Smith’s RET colleague, sixth and seventh grade math teacher David Dimatties, was busy working on those dance moves. His project aimed to hack My Keepon, a socially assistive, dancing robot, to use as a motivational tool in physical therapy.
“I’m trying to hack this robot to get increased functionality to motivate and engage cerebral palsy patients,” he said, typing commands in Python on his laptop, “but it’s not working.”
He’d been trying to hack the bouncy yellow bot for over a week with no luck. Frustration can be a familiar feeling for the teachers in Penn’s RET program, where they’re often thrown into the deep end of Penn’s latest research.
“Nobody’s stuff ever works quite the way you expect it to,” noted Michael Sobrepera, Smith and Dimatties’ mentor and an Engineering Ph.D. student in the Rehabilitation Robotics Lab. “I think it’s really hard to understand how hard research is in the general scope until you really try to dig into it.”
“You’re doing things that by definition haven’t been done yet,” he continued. “Which means that every time you hit a roadblock, there’s not a YouTube video to watch or a book to read. You have to figure it out, because you’re going to be the one writing about it. And that’s challenging.”
The RET teachers found creative ways to navigate those roadblocks. As Smith packed up Cozmo and reviewed her work from the last few weeks, she remembered using lessons from the classroom to overcome RET’s challenges.
“The first three or four weeks were very intense,” Smith said. “I tend to freeze up when I’m under stress, and that’s what I did at first. But eventually I realized I couldn’t do that when I only had three weeks left.”
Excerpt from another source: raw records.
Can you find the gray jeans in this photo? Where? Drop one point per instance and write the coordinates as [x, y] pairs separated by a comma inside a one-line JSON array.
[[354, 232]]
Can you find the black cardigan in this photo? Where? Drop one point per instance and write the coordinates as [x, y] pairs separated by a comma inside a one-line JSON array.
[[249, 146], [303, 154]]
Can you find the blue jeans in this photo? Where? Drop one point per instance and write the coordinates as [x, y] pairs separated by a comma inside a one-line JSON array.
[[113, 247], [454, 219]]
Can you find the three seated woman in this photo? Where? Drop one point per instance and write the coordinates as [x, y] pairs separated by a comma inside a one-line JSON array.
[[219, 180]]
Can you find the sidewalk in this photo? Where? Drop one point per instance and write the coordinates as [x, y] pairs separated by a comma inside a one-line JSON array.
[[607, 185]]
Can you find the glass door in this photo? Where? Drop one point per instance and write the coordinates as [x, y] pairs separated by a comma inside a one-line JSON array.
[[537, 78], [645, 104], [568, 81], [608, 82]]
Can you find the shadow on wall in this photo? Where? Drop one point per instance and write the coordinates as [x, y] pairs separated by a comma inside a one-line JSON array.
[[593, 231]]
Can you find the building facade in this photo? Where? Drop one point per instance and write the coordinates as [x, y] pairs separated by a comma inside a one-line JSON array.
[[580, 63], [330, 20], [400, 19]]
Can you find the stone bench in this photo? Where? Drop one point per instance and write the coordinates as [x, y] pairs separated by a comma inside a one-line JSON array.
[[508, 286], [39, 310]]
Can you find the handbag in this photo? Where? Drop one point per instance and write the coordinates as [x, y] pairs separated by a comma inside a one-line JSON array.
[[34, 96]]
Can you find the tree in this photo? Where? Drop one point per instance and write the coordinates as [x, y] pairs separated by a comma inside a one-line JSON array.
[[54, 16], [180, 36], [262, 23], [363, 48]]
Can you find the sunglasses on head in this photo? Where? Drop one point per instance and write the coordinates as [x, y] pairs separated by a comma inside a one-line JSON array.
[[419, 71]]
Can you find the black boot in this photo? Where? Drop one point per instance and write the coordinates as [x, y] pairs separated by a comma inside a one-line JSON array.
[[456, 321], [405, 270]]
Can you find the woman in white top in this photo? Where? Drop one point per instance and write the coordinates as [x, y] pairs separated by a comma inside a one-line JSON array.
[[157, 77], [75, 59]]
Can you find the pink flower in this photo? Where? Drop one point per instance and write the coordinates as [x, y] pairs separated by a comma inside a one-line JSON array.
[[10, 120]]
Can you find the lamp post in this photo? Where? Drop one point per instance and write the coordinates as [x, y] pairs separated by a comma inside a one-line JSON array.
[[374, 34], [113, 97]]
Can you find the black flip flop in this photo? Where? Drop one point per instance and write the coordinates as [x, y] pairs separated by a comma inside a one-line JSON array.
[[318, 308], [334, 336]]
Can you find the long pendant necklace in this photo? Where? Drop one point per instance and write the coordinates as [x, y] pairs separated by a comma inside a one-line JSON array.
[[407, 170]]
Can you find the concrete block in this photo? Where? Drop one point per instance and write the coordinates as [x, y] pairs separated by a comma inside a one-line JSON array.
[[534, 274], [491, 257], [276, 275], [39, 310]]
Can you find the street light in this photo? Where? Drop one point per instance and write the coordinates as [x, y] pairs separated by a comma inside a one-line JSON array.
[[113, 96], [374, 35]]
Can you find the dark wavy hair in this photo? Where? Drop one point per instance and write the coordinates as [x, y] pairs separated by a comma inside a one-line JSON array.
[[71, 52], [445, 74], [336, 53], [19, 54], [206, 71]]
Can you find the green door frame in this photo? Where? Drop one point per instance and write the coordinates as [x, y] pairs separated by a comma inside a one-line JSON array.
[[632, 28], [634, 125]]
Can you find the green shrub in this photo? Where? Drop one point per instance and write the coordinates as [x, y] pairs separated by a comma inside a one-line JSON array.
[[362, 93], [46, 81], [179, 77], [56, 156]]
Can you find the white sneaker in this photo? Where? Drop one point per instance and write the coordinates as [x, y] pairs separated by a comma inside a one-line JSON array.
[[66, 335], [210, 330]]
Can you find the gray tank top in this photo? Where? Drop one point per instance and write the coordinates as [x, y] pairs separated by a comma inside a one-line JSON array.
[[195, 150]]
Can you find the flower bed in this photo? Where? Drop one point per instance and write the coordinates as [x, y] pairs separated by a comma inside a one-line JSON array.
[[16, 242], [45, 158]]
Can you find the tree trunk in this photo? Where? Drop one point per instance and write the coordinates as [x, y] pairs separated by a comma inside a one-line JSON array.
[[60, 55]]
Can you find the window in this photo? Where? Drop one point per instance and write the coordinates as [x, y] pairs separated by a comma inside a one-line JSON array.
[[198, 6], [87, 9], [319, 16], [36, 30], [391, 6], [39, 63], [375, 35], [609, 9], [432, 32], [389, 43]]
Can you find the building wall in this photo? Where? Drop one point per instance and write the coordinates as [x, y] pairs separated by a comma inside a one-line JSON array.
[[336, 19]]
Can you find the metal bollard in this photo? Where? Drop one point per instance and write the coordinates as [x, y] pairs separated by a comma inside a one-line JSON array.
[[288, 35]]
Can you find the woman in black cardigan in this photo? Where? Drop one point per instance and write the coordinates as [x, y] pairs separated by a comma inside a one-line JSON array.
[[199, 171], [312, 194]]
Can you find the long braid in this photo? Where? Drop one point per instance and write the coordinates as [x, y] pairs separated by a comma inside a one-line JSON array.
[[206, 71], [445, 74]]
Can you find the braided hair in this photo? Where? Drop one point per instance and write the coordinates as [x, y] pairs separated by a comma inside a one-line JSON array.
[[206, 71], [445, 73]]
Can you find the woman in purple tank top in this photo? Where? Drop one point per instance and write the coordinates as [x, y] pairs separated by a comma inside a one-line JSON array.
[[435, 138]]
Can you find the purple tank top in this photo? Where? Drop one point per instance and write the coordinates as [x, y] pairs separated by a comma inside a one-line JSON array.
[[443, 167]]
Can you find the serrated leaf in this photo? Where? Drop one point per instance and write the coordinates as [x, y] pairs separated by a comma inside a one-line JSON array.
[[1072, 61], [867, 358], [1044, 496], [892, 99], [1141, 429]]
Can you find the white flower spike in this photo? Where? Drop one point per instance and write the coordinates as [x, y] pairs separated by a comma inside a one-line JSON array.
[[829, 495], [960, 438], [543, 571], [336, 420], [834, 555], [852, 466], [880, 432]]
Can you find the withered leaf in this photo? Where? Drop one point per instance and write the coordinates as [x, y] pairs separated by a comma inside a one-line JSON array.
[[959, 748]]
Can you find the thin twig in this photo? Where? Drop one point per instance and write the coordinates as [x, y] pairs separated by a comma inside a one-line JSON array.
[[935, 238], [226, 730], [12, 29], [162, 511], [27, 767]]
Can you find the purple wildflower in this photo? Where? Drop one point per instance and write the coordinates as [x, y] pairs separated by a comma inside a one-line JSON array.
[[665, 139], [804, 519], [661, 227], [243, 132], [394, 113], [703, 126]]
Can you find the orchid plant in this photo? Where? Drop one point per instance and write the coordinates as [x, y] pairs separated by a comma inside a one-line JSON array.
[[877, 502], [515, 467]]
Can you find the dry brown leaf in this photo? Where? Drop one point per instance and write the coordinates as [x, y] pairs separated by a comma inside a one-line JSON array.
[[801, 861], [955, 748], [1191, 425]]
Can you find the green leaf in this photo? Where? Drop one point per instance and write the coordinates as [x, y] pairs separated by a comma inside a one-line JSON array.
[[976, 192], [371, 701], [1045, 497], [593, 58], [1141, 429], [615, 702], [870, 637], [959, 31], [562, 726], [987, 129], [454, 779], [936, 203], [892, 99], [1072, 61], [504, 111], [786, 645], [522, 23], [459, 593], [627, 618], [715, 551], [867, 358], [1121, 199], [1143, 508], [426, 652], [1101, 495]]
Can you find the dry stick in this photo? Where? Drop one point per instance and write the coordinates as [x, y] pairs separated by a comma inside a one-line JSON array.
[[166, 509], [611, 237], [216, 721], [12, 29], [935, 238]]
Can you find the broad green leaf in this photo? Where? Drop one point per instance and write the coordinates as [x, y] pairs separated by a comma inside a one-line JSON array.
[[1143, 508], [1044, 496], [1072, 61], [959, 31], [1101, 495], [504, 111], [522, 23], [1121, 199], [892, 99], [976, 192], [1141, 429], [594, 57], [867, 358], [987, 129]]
“And now that we’re coming to the end of the program, I’m realizing I won’t be able to finish all the work I wanted to do here. But I keep reminding myself to step back and experience it for what it is. When my students are struggling in class, I always remind them to try and succeed in another area. And that’s what I’m trying to do now. I’m trying to succeed where I can.”
The goal, though, isn’t to crush these teachers’ spirits, Sobrepera said. He hopes the intensity of the experience will make them better teachers.
“Most of these teachers have been teaching in their classrooms for many years,” Sobrepera said. “They’re very, very fluent in the material they teach. Then they come here, and we beat them up.”
“Suddenly they understand that being asked to execute in all these different ways without any knowledge is painful, and emotionally draining,” he continued. “That mirrors the emotionally draining experiences that their students have all been going through, and hopefully that allows them to go back and address those problems in the classroom. It shows them how to empathize with these students to make the experience better. That’s intense, right?”
It is, but Penn’s support of these local teachers will continue well after the RET program is over. Michelle Johnson, Assistant Professor of Physical Medicine and Rehabilitation at Perelman, Assistant Professor of Bioengineering at Penn Engineering, and director of the Robotic Rehabilitation Lab, oversaw their work in her lab and plans to keep in touch.
“I feel like once the summer ends, it’s not the end,” Johnson said. “Here, they’ll have an opportunity to continue to engage with us, and for us to continue to engage with them and their students. And maybe the projects they start now will lead to significant discoveries in the future.”